Dia mengatakan bahwa perusahaannya tidak merasa perlu untuk memproduksi massal TV OLED besar karena TV quantum dot terbukti masih cukup baik untuk bersaing dengan TV lainnya.

"Kita perlu untuk membuat keuntungan dengan bisnis kami," katanya. "Kami tidak akan melakukan investasi besar dalam bisnis TV OLED, apalagi dengan investasi besar-besaran. Jika kita mengalihkan fokus kita ke OLED, kita harus membangun infrastruktur baru untuk memproduksinya."


Selain hardware, Samsung juga serius mengembangkan software dan ekosistem disekitar platform TV Tizen mereka dengan mengakuisisi beberapa perusahaan teknologi yang potensial dan bekerjasama dengan pengembang software dan konten di seluruh dunia. Sementara LG malah merumahkan beberapa staf potensial yang bekerja pada pengembangan platform software webOS miliknya pada bulan Desember kemarin.
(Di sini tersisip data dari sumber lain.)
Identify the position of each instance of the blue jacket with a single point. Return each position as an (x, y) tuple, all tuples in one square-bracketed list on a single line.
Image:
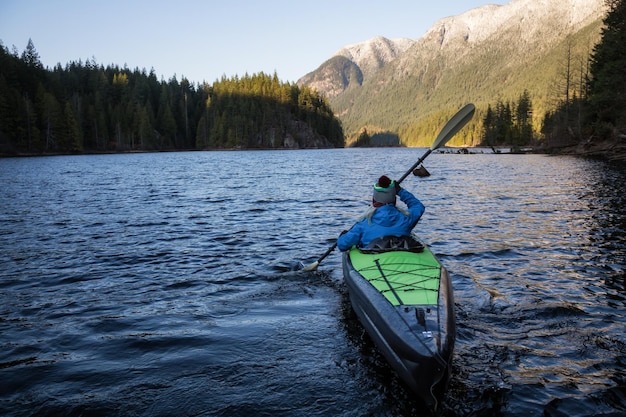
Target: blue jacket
[(386, 221)]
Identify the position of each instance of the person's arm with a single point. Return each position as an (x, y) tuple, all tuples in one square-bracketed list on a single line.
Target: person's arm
[(416, 208), (349, 238)]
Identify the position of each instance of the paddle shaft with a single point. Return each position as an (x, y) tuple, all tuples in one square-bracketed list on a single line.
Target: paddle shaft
[(415, 165), (455, 124)]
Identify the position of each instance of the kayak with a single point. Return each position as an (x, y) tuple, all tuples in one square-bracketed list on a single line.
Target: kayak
[(403, 297)]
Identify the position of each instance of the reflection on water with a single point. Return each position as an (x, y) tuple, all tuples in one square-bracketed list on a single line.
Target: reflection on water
[(161, 284)]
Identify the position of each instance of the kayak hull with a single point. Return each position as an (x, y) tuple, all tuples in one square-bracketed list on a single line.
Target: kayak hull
[(405, 302)]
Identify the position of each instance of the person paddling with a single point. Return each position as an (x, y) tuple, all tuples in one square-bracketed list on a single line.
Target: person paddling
[(383, 218)]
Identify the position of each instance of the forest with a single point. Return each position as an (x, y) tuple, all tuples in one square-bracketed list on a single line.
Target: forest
[(86, 107), (593, 103)]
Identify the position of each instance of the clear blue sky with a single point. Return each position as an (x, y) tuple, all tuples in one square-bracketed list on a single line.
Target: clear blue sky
[(203, 40)]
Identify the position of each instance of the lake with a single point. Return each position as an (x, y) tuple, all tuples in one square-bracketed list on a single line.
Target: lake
[(164, 284)]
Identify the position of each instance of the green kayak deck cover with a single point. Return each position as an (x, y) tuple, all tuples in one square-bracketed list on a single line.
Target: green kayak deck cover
[(404, 278)]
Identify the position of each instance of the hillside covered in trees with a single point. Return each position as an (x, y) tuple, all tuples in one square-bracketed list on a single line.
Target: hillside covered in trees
[(86, 107)]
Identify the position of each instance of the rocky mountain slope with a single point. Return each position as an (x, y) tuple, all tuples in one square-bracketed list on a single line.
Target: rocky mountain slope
[(486, 54)]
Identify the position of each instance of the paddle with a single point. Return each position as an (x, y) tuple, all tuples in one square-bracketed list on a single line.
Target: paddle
[(450, 129)]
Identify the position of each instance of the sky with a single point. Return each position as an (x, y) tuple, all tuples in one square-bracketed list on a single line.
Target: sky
[(206, 40)]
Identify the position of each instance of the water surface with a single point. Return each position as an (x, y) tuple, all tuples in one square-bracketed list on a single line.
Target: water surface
[(162, 284)]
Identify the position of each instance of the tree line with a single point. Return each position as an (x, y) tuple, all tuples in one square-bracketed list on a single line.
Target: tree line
[(590, 96), (86, 107)]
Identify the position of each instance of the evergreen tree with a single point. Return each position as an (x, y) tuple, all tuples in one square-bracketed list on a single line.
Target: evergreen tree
[(607, 84)]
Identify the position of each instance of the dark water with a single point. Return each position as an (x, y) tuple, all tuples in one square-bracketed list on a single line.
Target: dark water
[(161, 284)]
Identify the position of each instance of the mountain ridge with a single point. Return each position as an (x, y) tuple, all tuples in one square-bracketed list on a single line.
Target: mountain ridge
[(461, 58)]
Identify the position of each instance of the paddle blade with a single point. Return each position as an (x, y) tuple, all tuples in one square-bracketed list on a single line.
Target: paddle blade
[(456, 123), (421, 171)]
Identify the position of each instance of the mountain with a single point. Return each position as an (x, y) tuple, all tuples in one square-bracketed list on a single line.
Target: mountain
[(487, 54), (354, 63)]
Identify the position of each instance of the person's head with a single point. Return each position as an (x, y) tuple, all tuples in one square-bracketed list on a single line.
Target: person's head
[(384, 192)]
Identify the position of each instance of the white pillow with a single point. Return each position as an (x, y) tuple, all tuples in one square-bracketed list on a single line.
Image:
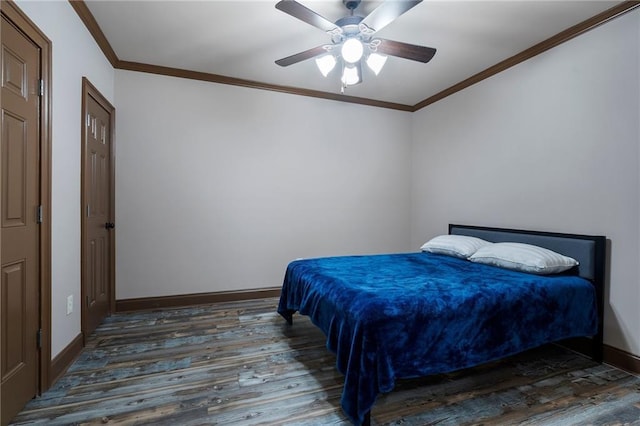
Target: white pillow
[(454, 245), (524, 258)]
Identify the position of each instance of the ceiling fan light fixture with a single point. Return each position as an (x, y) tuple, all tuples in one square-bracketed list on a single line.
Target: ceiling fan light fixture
[(352, 50), (376, 61), (350, 75), (325, 64)]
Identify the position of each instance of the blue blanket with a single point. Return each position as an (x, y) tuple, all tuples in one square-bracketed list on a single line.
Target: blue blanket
[(409, 315)]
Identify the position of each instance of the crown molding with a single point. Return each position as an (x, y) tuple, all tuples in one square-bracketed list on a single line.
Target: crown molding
[(94, 29), (215, 78), (92, 25), (535, 50)]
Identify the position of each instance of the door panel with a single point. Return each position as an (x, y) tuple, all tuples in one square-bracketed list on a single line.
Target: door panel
[(20, 251), (97, 187)]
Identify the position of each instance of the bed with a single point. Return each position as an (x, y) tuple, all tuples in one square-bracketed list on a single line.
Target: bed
[(407, 315)]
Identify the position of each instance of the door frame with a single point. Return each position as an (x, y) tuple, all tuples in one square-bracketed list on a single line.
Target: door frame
[(90, 91), (18, 18)]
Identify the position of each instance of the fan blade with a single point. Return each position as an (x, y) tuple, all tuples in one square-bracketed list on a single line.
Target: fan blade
[(406, 50), (388, 11), (305, 14), (299, 57)]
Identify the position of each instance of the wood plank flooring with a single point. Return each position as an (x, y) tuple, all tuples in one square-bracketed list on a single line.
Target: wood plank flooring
[(239, 363)]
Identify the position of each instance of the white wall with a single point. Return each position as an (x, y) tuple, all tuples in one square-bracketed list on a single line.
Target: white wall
[(75, 54), (219, 187), (551, 144)]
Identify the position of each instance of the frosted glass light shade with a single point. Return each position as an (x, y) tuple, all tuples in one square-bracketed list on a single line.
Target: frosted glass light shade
[(352, 50), (376, 61), (325, 64), (350, 75)]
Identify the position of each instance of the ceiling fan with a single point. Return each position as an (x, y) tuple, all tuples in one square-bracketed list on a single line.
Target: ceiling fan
[(353, 39)]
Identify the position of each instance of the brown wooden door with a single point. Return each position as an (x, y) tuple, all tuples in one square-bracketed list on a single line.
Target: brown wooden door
[(98, 220), (20, 182)]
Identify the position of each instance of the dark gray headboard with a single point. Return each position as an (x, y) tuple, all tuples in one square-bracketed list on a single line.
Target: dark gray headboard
[(588, 250), (580, 247)]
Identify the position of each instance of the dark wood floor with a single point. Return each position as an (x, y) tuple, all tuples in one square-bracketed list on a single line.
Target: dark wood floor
[(239, 363)]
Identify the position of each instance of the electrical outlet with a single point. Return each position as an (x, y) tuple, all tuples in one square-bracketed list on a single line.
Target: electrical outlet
[(69, 304)]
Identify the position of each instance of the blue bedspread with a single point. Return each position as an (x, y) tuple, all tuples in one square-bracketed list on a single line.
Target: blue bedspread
[(408, 315)]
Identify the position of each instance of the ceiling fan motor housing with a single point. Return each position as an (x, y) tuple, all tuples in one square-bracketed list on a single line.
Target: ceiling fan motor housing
[(351, 4)]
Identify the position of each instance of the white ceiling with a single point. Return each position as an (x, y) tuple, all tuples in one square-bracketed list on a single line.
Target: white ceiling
[(243, 38)]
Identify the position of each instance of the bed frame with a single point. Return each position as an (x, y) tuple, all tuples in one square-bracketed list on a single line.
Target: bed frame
[(588, 250)]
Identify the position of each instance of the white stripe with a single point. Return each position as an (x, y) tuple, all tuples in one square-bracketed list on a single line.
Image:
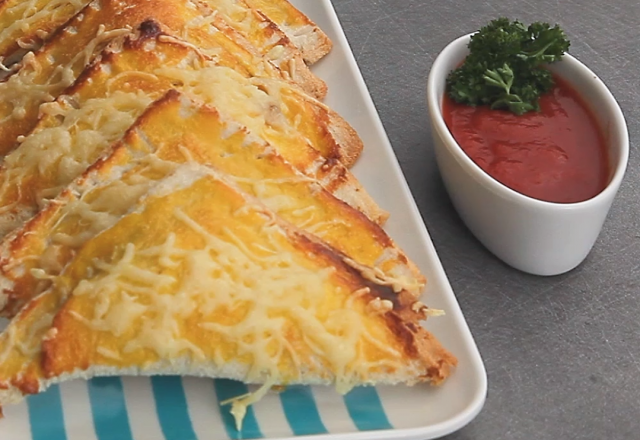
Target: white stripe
[(270, 416), (333, 410), (203, 408), (141, 408), (15, 424), (78, 419)]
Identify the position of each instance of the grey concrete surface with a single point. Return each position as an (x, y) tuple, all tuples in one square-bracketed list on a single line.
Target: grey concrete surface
[(562, 353)]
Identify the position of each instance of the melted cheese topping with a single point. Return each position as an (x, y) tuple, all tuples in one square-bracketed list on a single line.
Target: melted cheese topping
[(24, 19), (40, 81), (213, 284), (255, 29)]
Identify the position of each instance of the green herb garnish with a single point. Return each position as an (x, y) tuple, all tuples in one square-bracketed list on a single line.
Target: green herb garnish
[(504, 67)]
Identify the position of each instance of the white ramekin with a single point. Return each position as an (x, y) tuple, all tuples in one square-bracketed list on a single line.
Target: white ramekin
[(534, 236)]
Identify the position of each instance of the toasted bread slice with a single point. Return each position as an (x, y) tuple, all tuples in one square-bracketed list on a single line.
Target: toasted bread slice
[(305, 34), (202, 279), (44, 74), (113, 92), (172, 130), (25, 24)]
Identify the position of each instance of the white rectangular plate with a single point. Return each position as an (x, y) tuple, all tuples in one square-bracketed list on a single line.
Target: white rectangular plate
[(176, 408)]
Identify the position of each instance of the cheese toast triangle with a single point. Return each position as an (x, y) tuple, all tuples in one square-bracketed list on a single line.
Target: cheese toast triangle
[(107, 98), (202, 279), (43, 75), (26, 24), (173, 130)]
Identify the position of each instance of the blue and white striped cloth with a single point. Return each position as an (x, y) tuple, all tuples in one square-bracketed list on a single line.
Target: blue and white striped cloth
[(175, 408)]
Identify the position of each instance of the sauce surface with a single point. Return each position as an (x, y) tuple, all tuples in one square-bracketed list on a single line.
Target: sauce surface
[(557, 155)]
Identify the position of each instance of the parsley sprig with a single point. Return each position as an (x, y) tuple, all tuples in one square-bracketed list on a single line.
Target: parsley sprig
[(504, 68)]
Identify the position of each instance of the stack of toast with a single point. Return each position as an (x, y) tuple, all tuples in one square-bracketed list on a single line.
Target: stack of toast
[(175, 198)]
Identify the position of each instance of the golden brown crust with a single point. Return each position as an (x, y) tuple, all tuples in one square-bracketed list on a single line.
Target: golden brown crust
[(313, 43), (402, 319)]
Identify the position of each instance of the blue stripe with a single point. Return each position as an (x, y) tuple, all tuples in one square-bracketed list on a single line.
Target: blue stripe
[(366, 410), (45, 415), (172, 408), (228, 389), (109, 409), (301, 411)]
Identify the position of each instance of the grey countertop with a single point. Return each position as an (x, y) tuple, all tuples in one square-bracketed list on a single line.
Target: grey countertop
[(562, 353)]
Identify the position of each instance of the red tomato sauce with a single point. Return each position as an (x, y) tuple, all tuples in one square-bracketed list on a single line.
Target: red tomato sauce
[(557, 155)]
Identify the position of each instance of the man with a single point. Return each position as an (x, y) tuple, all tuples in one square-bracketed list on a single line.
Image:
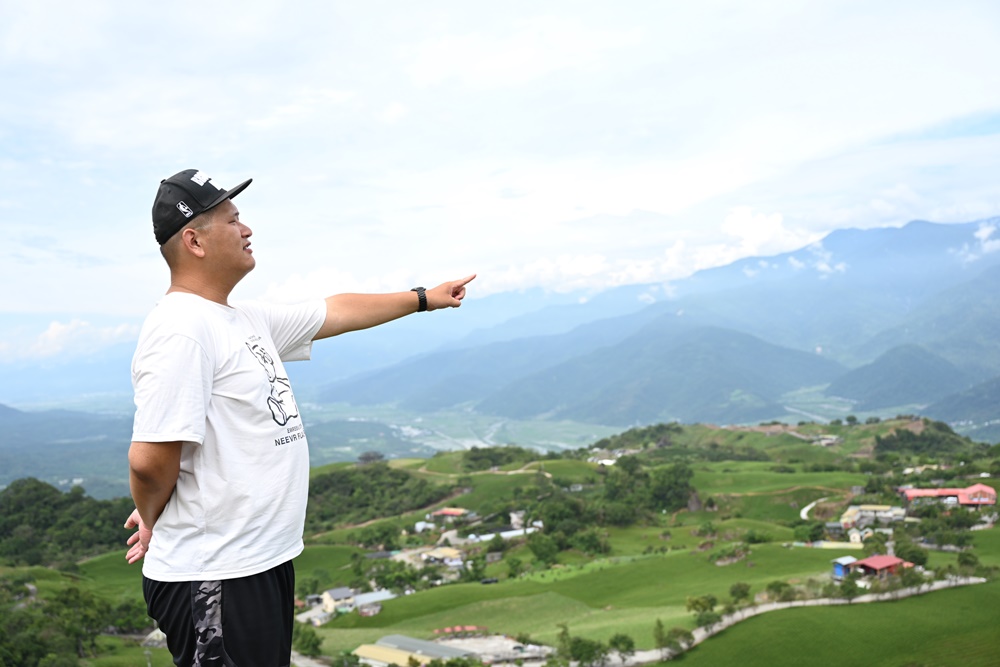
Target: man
[(219, 466)]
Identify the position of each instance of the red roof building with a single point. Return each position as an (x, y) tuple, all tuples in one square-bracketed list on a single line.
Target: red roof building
[(880, 566), (976, 495)]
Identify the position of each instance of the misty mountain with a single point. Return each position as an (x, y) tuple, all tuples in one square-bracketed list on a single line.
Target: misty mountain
[(807, 317), (668, 371), (60, 446), (907, 374)]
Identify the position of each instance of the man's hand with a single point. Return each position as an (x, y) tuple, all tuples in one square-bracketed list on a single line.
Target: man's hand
[(448, 295), (353, 312), (139, 540)]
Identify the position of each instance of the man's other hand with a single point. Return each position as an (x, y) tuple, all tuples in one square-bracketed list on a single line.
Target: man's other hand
[(139, 540)]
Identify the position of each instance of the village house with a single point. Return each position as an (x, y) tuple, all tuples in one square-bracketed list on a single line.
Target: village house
[(401, 650), (975, 496), (880, 566), (338, 599), (862, 516), (451, 515), (842, 566)]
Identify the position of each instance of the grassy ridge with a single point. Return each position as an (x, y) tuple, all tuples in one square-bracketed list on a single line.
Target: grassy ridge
[(952, 627)]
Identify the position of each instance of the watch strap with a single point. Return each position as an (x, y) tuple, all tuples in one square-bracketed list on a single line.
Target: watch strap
[(421, 298)]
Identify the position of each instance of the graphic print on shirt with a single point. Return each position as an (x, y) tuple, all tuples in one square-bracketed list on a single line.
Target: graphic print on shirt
[(281, 402)]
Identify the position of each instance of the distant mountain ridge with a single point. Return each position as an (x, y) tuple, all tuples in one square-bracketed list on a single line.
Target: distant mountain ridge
[(882, 317), (876, 318)]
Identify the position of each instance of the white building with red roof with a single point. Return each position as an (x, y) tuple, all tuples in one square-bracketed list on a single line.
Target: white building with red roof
[(976, 495), (880, 566)]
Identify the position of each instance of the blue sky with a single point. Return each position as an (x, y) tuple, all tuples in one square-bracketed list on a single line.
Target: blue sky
[(566, 145)]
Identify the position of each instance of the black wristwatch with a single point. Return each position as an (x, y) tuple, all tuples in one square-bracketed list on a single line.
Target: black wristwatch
[(422, 297)]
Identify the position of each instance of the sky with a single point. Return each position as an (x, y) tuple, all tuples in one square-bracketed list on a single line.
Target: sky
[(562, 145)]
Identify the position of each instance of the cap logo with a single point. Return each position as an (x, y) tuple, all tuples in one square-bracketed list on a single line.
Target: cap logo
[(201, 178)]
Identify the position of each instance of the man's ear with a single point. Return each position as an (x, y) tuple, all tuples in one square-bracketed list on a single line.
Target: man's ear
[(191, 241)]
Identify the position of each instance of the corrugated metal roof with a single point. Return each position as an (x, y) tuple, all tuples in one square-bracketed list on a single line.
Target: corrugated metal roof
[(388, 655), (421, 647), (376, 596), (879, 562)]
Selama acara showcase, Samsung menyoroti dua fitur kunci dari televisi baru - peningkatan kecerahan dan sistem Internet of Things (IoT). Menurut Samsung, semua televisi SUHD di tahun 2016 datang dengan kecerahan 1.000 nits, yang merupakan tingkatan tertinggi di industri untuk televisi dengan teknologi HDR.

"Televisi premium baru kami dapat menghasilkan gambar yang sangat terang dan detil," kata Presiden Kim. "Tapi kami juga meningkatkan efisiensi daya dengan 30 persen lebih baik menggunakan teknologi quantum dot kami sendiri. Singkatnya, model-model baru menampilkan gambar yang lebih baik tanpa konsumsi daya tambahan."


Samsung juga meluncurkan fitur IoT yang diwakili oleh platform Smart TV yang baru, "Smart Hub." Menurut amsung, pengguna akan dapat mengelola berbagai perangkat IT di rumah dengan remote control baru.

"Apa yang harus kita lakukan untuk konsumen adalah untuk membangun sebuah hub untuk menghubungkan 'thing' dalam jumlah yang tak terbatas untuk sepenuhnya merealisasikan IoT," kata Presiden Kim. "Hanya dengan hub, seperti Smart Hub, kita bisa menyebarkan IoT di seluruh dunia, membuat kehidupan masyarakat lebih mudah dan lebih nyaman. Cara termudah untuk mengatur hub adalah dengan menggunakan televisi."